La déploration poignante du Stabat Mater est connue et a été très souvent illustrée en polyphonie. Celui de Dvořák, avant d’être une prière, exprime la profonde douleur du père qui vient de perdre un puis deux autres de ses enfants. A cet effet, il n’hésite pas à modifier le texte liturgique pour mieux traduire son désespoir. Si la version orchestrée, qui fit la renommée internationale du jeune musicien, est universellement connue, on a quelque peu oublié sa version première, avec piano, qui ne fut éditée qu’en 2004 (Laurence Equilbey en réalisa l’enregistrement peu après). Le Chœur de l’Opéra de Dijon, quatre remarquables solistes et la pianiste, dirigés par Anass Ismat, nous proposent donc la première composition de Dvořák, qu’il allait ensuite compléter (numéros 5 à 7… que signale cependant le programme) et orchestrer.
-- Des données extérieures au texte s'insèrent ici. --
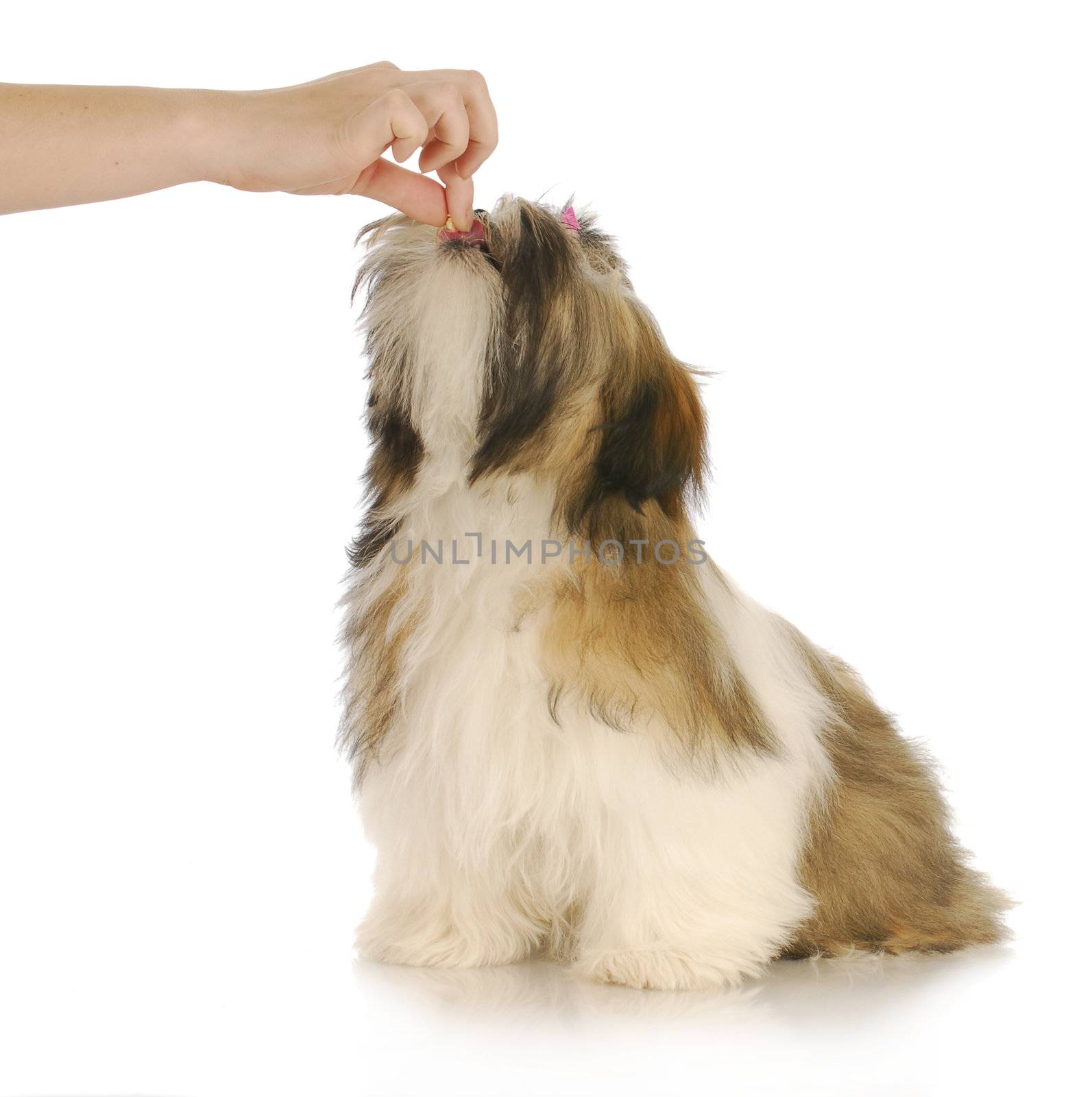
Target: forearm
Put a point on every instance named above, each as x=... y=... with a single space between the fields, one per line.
x=64 y=145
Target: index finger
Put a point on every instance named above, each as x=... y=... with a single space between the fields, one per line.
x=479 y=111
x=417 y=195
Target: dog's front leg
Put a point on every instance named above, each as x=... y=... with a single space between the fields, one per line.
x=695 y=886
x=440 y=899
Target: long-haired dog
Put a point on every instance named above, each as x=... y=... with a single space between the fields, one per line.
x=570 y=730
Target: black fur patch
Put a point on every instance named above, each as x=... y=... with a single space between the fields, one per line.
x=645 y=455
x=525 y=373
x=395 y=460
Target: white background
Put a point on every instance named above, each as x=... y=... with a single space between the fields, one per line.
x=872 y=219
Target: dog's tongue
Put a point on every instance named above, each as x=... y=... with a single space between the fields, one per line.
x=476 y=236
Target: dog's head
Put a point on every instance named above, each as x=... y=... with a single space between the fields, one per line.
x=522 y=348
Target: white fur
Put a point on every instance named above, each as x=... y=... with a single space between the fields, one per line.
x=500 y=830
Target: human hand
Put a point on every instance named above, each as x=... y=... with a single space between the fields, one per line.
x=328 y=137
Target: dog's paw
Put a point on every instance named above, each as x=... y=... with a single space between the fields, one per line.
x=437 y=945
x=662 y=970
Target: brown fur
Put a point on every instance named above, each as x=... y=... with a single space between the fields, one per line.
x=882 y=861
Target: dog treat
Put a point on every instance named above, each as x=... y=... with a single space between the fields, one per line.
x=476 y=235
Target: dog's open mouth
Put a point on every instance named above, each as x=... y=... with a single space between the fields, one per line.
x=474 y=239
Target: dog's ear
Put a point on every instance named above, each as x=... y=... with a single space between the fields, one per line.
x=651 y=448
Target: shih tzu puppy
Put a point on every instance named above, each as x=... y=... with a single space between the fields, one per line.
x=570 y=730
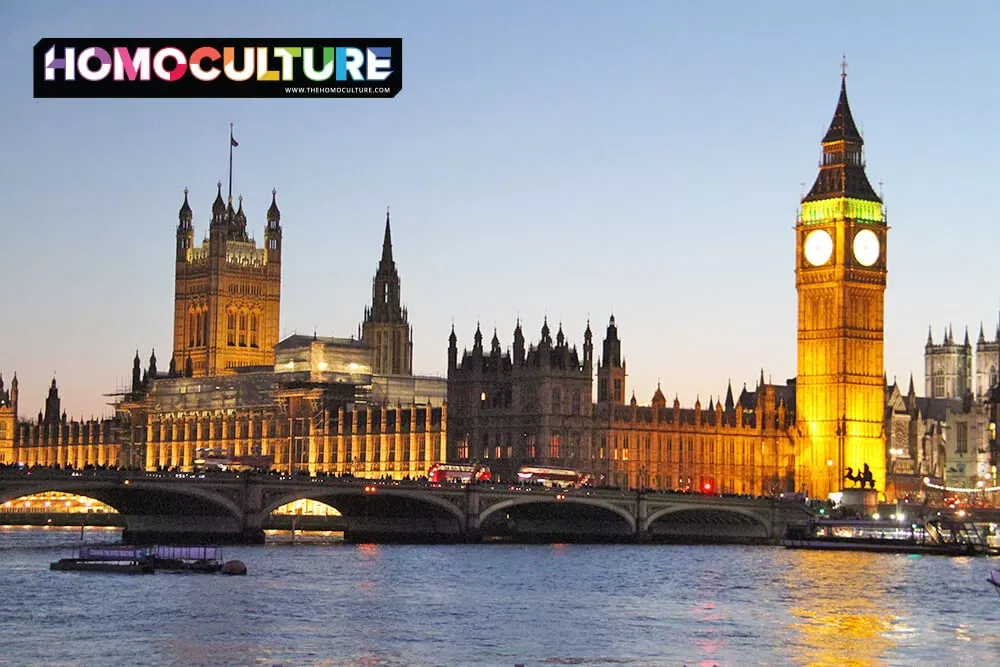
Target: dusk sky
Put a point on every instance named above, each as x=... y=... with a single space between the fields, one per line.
x=568 y=159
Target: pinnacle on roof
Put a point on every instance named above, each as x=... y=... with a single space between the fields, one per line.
x=387 y=241
x=185 y=212
x=219 y=205
x=843 y=127
x=240 y=215
x=842 y=172
x=273 y=214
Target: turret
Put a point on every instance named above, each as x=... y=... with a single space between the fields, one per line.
x=218 y=229
x=185 y=230
x=611 y=368
x=272 y=233
x=518 y=344
x=588 y=349
x=477 y=341
x=452 y=350
x=659 y=400
x=52 y=404
x=136 y=372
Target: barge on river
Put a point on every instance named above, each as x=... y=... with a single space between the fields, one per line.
x=942 y=537
x=142 y=560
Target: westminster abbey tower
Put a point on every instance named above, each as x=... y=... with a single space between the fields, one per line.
x=840 y=277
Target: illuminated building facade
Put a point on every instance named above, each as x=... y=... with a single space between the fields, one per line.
x=529 y=405
x=743 y=446
x=227 y=292
x=945 y=439
x=308 y=404
x=385 y=329
x=53 y=439
x=948 y=366
x=840 y=270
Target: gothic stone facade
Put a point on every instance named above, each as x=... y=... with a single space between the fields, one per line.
x=529 y=405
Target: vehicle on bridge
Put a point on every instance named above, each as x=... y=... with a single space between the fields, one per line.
x=563 y=477
x=458 y=472
x=222 y=463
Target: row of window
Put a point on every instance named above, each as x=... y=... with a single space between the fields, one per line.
x=246 y=289
x=241 y=329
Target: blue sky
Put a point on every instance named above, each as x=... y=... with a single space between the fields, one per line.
x=568 y=159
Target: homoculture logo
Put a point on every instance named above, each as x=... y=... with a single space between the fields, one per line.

Le concert s’ouvre sur deux motets bien connus de Bruckner : le Locus iste et l’Ave Maria, à peine antérieurs à l’écriture du Stabat Mater. Le premier est retenu, avec une dynamique et des phrasés remarquables. Le second nous réserve de belles oppositions entre pupitres de femmes et d’hommes, avant qu’ils s’unissent puissamment. Les modelés, les accents, la véhémence forcent l’admiration.
© DR
Bien que privé momentanément de l’usage du bras droit, Anass Ismat impulse l’énergie, sculpte les phrasés, cisèle les détails. Le rayonnement des voix, des solistes comme celles du chœur, la précision, le respect scrupuleux des moindres indications de Dvořák nous valent une interprétation particulièrement réussie. Le piano de Marie Duquesnois, qui ne réduit pas l’orchestre mais l’anticipe, offre un écrin plus intime, qui a le mérite de concentrer l’attention sur les voix. Dès l’entrée du chœur, l’émotion est palpable. La qualité d’émission, la dynamique sont au service du texte et de l’affliction qu’il porte. Aucun soliste ne démérite. La voix de Stefano Ferrari, le ténor, est vaillante et nous touche par le velours et le son. Celle d’Anna Piroli, soprano de luxe, séduit par son timbre lumineux, sa puissance et sa longueur de souffle, le cristal et la rondeur. Leur duo « Fac ut portem Christi » est d’un lyrisme vrai, empreint d’une passion tendre. Auparavant, le solo de basse avec chœur « Fac, ut ardeat cor meum », dans un dialogue séquencé, surprenant, entre le soliste et les voix de femmes divisées, puis avec tout le chœur, constituait un moment également fort. Jonas Yagure est une solide basse, puissante, bien timbrée et égale dans tous les registres. Sophie Largeaud chante son air « Inflammatus et accensus » dans un tempo trop rapide et les graves sont frêles, mezzo plutôt qu’authentique contralto. Les quatuors sont équilibrés et cohérents. Ils s’accordent idéalement aux interventions du chœur. La progression de l’ample et puissant Amen conclusif, virtuose, est conduite magistralement. Le chœur de l’Opéra se hisse au plus haut niveau, et sa direction inspirée ferait oublier telle ou telle version de référence.